Заодно проследим и за его реакцией на мое предложение. Для чистоты
эксперимента. Хотя мне очень не нравится, что приходится прибегать к подобным
методам, чтобы выявить преступника. Это может быть опасно.
— Иначе он затаится, и мы ничего не узнаем. —
ответил Пацоха, — думаю, что у нас нет другого выхода.

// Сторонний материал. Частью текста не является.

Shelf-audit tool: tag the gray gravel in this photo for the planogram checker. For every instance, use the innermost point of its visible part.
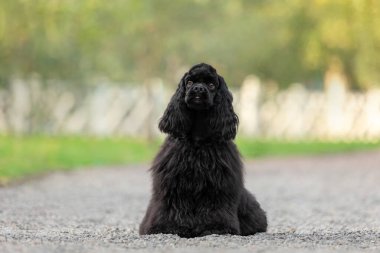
(314, 204)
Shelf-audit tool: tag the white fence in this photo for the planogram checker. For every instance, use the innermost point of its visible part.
(296, 113)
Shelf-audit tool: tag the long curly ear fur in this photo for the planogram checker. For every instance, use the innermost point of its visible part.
(175, 120)
(223, 119)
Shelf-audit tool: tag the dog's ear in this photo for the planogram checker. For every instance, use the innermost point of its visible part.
(223, 120)
(175, 120)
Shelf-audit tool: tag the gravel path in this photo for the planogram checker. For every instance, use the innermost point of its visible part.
(314, 204)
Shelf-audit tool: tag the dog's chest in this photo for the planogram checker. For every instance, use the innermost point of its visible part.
(199, 171)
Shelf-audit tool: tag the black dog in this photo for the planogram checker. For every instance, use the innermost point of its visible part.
(197, 175)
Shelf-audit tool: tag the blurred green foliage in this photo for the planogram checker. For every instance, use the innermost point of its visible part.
(27, 156)
(132, 40)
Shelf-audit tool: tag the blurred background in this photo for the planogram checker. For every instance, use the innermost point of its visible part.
(85, 82)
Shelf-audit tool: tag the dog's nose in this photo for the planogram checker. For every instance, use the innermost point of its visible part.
(198, 88)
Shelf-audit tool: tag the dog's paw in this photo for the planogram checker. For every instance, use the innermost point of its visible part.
(218, 232)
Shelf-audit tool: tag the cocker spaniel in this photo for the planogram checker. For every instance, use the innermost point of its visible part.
(198, 185)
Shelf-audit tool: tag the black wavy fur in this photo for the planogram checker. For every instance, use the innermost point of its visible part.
(197, 175)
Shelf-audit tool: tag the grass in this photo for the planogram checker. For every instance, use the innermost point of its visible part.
(26, 156)
(21, 157)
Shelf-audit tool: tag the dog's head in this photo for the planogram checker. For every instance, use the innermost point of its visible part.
(202, 90)
(201, 85)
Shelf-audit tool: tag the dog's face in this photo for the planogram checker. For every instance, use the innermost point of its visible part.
(201, 84)
(201, 89)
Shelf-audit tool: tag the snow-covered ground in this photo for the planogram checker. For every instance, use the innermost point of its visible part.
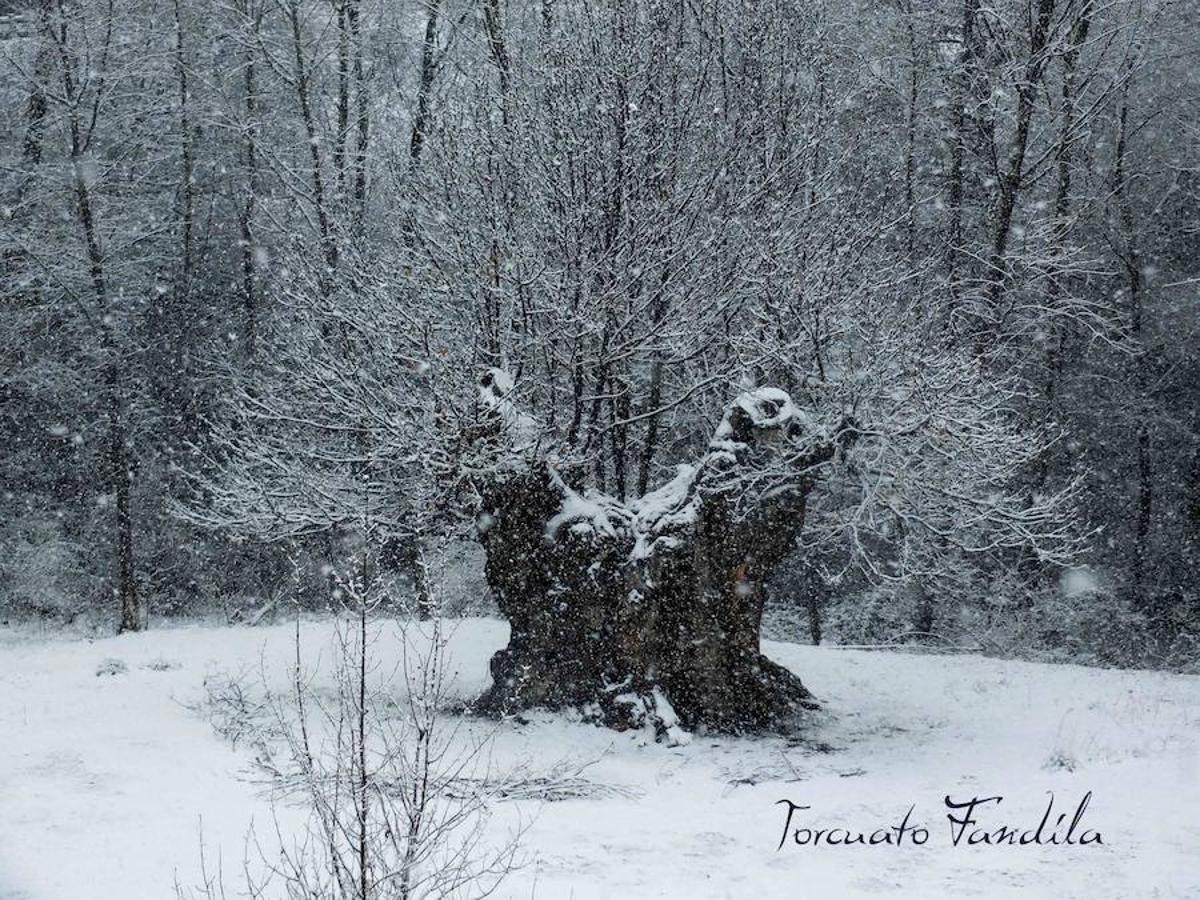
(105, 779)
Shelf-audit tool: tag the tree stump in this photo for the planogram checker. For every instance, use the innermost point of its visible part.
(649, 611)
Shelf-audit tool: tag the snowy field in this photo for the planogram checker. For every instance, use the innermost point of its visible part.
(107, 771)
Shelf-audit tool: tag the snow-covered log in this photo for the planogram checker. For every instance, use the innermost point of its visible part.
(649, 611)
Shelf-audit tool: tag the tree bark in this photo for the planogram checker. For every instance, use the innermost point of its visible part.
(649, 611)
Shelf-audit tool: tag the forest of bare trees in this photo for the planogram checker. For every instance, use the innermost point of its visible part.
(289, 283)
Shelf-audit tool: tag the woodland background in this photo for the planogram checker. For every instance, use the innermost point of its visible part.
(256, 255)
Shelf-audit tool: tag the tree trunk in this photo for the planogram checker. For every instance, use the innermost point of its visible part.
(649, 611)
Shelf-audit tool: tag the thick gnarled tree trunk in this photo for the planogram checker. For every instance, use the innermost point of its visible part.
(649, 611)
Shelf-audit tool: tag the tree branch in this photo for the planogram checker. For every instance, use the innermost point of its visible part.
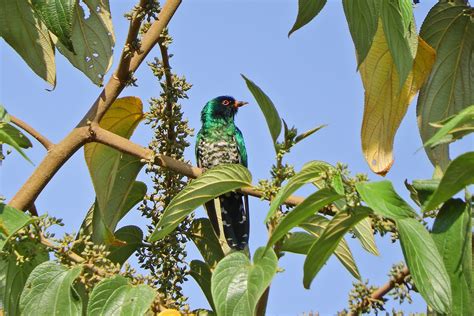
(30, 130)
(125, 145)
(61, 152)
(382, 291)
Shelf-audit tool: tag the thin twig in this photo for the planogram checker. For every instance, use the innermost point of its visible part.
(30, 130)
(378, 294)
(61, 152)
(125, 145)
(71, 254)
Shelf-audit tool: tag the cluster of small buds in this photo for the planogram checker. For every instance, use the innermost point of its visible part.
(360, 300)
(165, 259)
(95, 264)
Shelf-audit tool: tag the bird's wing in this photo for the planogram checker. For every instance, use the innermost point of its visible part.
(239, 138)
(196, 150)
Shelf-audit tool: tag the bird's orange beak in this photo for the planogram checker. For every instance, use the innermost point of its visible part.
(238, 104)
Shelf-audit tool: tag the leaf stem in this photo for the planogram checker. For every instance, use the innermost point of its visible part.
(30, 130)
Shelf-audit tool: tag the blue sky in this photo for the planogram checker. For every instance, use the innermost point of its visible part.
(311, 78)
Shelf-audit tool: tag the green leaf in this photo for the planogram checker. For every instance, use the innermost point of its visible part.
(362, 17)
(452, 235)
(306, 134)
(113, 173)
(57, 15)
(268, 109)
(214, 182)
(327, 243)
(316, 225)
(425, 264)
(4, 116)
(400, 33)
(307, 10)
(116, 296)
(12, 136)
(421, 190)
(237, 284)
(93, 39)
(453, 128)
(382, 198)
(49, 291)
(29, 37)
(298, 242)
(132, 236)
(310, 172)
(11, 221)
(205, 239)
(201, 272)
(362, 230)
(13, 274)
(301, 212)
(365, 234)
(449, 29)
(458, 175)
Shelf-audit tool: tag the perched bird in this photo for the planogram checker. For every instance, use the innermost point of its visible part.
(219, 142)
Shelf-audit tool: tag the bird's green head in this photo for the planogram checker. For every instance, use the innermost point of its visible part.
(221, 108)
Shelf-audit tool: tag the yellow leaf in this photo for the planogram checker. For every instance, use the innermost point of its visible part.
(385, 103)
(170, 312)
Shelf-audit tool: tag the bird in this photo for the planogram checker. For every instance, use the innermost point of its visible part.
(220, 141)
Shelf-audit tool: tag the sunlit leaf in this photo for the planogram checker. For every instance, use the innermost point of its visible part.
(10, 135)
(93, 39)
(385, 103)
(400, 35)
(301, 212)
(4, 116)
(267, 107)
(310, 172)
(384, 200)
(421, 190)
(237, 284)
(132, 237)
(316, 225)
(327, 243)
(57, 15)
(453, 128)
(113, 173)
(425, 264)
(362, 17)
(201, 272)
(206, 241)
(29, 37)
(49, 291)
(11, 220)
(116, 296)
(307, 10)
(13, 274)
(449, 29)
(452, 235)
(214, 182)
(365, 234)
(298, 242)
(306, 134)
(458, 175)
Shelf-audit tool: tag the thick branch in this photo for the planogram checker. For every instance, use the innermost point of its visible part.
(118, 81)
(61, 152)
(30, 130)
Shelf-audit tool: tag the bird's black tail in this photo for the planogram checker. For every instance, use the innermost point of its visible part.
(235, 219)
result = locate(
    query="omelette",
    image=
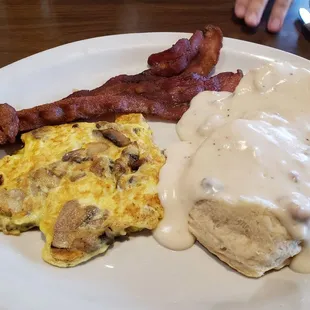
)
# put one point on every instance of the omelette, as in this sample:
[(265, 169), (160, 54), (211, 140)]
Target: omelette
[(83, 185)]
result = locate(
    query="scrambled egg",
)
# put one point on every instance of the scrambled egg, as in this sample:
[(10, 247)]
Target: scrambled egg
[(83, 184)]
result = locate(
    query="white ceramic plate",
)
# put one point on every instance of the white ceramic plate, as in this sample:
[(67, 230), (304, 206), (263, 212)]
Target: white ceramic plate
[(138, 274)]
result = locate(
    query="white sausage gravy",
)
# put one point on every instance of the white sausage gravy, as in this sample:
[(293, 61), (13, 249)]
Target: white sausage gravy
[(252, 145)]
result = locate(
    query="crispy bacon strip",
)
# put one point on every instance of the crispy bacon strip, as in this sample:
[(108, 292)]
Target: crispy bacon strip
[(160, 91), (202, 51), (9, 124), (169, 104)]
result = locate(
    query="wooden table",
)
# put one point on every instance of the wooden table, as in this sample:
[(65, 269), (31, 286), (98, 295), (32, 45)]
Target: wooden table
[(31, 26)]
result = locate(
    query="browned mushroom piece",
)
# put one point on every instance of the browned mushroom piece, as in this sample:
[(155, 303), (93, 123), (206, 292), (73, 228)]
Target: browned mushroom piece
[(42, 180), (77, 175), (79, 228), (100, 166), (95, 148), (11, 201), (58, 168), (130, 155), (77, 156), (116, 137)]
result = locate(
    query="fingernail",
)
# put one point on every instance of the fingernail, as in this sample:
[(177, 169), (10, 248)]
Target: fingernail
[(251, 19), (240, 11), (274, 24)]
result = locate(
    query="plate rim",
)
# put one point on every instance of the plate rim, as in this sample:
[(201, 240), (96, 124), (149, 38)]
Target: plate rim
[(228, 42)]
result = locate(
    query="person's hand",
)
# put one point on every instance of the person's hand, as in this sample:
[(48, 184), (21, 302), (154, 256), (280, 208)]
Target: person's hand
[(252, 10)]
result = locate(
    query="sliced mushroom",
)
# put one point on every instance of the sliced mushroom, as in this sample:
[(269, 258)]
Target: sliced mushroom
[(116, 137), (76, 175), (77, 156), (38, 133), (95, 148), (58, 169), (11, 201), (101, 124), (127, 160), (42, 180), (100, 166), (79, 227)]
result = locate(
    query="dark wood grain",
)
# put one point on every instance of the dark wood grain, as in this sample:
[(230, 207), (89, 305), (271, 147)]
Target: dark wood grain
[(31, 26)]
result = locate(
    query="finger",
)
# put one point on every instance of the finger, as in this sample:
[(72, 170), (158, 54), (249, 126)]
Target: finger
[(254, 12), (241, 7), (278, 14)]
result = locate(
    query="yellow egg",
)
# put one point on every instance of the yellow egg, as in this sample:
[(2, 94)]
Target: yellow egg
[(83, 184)]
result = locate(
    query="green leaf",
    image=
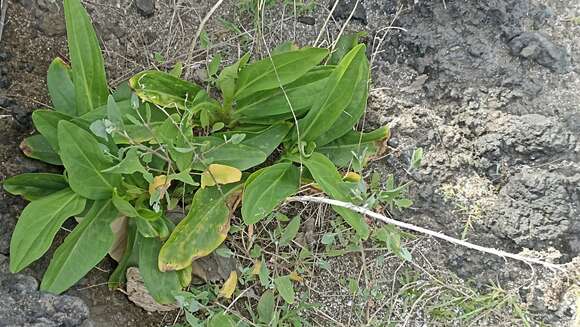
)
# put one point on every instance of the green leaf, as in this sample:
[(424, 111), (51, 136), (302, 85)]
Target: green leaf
[(82, 249), (273, 103), (151, 224), (160, 285), (129, 165), (124, 207), (325, 174), (166, 90), (269, 139), (277, 70), (39, 223), (227, 78), (285, 288), (61, 88), (290, 231), (32, 186), (335, 97), (37, 147), (218, 151), (84, 160), (221, 320), (46, 122), (345, 43), (130, 257), (353, 110), (340, 151), (266, 307), (264, 192), (203, 229), (88, 69)]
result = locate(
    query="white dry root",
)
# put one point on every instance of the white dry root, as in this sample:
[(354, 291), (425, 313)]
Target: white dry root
[(426, 231)]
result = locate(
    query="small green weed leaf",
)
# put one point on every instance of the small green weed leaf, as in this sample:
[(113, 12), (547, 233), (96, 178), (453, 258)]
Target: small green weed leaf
[(290, 231), (221, 319), (37, 147), (84, 161), (344, 44), (129, 165), (325, 174), (417, 158), (266, 306), (273, 104), (88, 68), (354, 108), (340, 151), (39, 223), (33, 186), (113, 113), (267, 190), (218, 151), (277, 70), (160, 285), (285, 288), (166, 90), (82, 249), (214, 65), (61, 88), (227, 78), (203, 229), (46, 122), (337, 94)]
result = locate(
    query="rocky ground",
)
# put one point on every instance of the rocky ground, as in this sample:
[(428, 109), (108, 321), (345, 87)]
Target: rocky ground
[(489, 89)]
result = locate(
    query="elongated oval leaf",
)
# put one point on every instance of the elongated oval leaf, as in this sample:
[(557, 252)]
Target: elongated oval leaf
[(46, 122), (203, 229), (88, 69), (273, 103), (37, 147), (166, 90), (84, 161), (278, 70), (39, 223), (325, 174), (267, 190), (82, 249), (340, 151), (61, 88), (217, 151), (32, 186), (336, 96), (354, 109), (160, 285)]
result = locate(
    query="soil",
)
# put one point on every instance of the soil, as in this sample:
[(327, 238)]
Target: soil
[(489, 89)]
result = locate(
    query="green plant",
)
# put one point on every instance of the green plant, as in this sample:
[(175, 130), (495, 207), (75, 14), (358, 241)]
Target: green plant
[(160, 143)]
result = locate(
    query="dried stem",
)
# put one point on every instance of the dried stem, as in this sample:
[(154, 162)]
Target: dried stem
[(425, 231)]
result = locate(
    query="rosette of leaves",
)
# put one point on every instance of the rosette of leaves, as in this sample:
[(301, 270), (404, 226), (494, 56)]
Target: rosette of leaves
[(159, 143)]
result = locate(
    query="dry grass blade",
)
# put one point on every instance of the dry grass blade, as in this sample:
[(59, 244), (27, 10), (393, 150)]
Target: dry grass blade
[(425, 231), (3, 9)]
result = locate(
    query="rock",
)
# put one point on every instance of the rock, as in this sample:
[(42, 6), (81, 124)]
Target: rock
[(145, 7), (345, 7), (535, 46), (21, 304)]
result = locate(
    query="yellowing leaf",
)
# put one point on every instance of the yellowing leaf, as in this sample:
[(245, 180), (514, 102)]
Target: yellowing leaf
[(159, 183), (351, 176), (295, 277), (257, 267), (229, 286), (220, 174)]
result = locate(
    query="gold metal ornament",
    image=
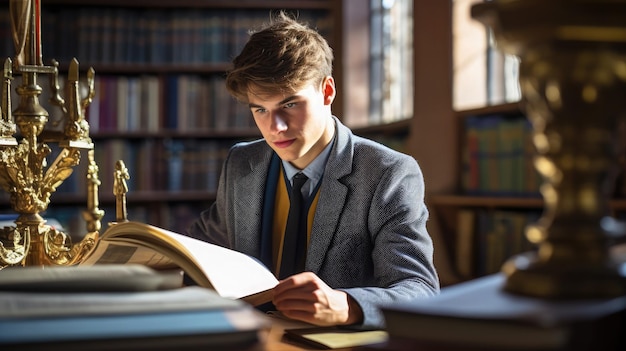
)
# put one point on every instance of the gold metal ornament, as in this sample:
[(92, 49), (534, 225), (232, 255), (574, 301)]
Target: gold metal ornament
[(573, 80), (24, 172)]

Оба еще не знали, что сегодня произойдет еще одна трагедия,
не подозревали, чем кончится сегодняшний переезд.
Москва. 18 июня
Несколько дней Меликов провел в постели, словно впав в некое
беспамятство. Бешенство, охватившее его после того, как врач наложил гипс, не
поддавалось описанию. Он катался по постели, кусал подушку, рвал зубами
простыни. Обе ноги были закованы в гипсовые колодки, и теперь он не мог
самостоятельно передвигаться. Братья Изотовы все эти дни не отходили от него,
подавая еду и судно по мере необходимости. Несколько дней казалось, что он
балансирует на грани безумия, но восемнадцатого июня, в воскресенье, он,
наконец, попросил дать ему завтрак и даже попытался подняться.